In Canada, novel foods are regulated by the Novel Foods Regulation (under theFood and Drugs Act) which requires that a notification be made to the Health Products and Food Branch prior to the marketing or advertising of a novel food in the Canadian marketplace. Natural health products (equivalent to dietary or food supplements) sold in Canada are subject to theNatural Health Products Regulations, which came into force on January 1, 2004. All natural health products must have a product license before they can be sold in Canada, which requires applicants to gather and provide detailed information about the quality, safety and efficacy of ingredients to be used for assessment and pre-market approval. Manufacturing facilities located in Canada and producing omega-3 supplements are subject to regulation by the Canadian Food Inspection Agency.
In Europe, the legislation governing nutritional supplements is enacted and enforced by each individual country’s governmental authorities. In an effort to harmonize the often differing regulations of its member states, the European Union adopted in 2002 the Food Supplements Directive. This directive seeks to harmonize the rules governing the composition, labelling and marketing of nutritional supplements throughout the European Union. The Food Supplements Directive outlines a specific process and timetable for the member states to bring their domestic legislation in line with the directive’s provisions. The directive, upon recommendation by the European Food Safety Authority, or EFSA, specifies what nutrients and nutrient sources may be used, identifies the levels at which these nutrients may be found in a supplement and the labelling and other information which must be provided on packaging.
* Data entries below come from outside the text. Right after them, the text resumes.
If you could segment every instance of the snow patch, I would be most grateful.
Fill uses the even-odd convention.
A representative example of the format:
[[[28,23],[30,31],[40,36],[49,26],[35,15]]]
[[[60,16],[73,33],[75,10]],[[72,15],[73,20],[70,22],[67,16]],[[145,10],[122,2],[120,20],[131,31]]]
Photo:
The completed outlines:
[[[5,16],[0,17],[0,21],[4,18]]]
APIs developed or under development by Acasti and NeuroBio are regulated through different procedures and requirements. In Canada, biopharmaceutical product candidates are regulated by theFood and Drugs Act and the rules and regulations promulgated thereunder, which are enforced by the Therapeutic Products Directorate of Health Canada. In the United States, drugs and biological product candidates are subject to regulation and premarket approval by the FDA (Center for Drug Evaluation and Research or Center for Biologies Evaluation and Research). It is also possible that such products would be regulated in Canada as natural health products pursuant to theNatural Health Products Regulations.
In Europe, the European Medicines Agency, or EMA, is the regulatory agency which controls all aspects of the development, manufacture and commercialization of drug products for the countries of the European Union. Each country of the European Union also has its own national regulatory agency which works under the umbrella of the EMA.
These laws and regulations in Canada, the United States and Europe require the licensing of manufacturing and contract research facilities, carefully controlled research and testing of product candidates and governmental review and approval of results prior to marketing therapeutic product candidates. Additionally, they require adherence to good laboratory practices for pre-clinical safety testing in animals, good clinical practices during clinical testing and good manufacturing practices during production. The systems of new drug approvals in Canada, the United States and the European Union are generally considered to be among the most rigorous in the world.
In general, the steps required for approval of a new drug in Canada, the United States and Europe are:
1.Research
Prior to preclinical studies, a research phase takes place which involves characterization of the physical chemical properties and biological activity of the product. This is often followed by evaluation of efficacy in animal models.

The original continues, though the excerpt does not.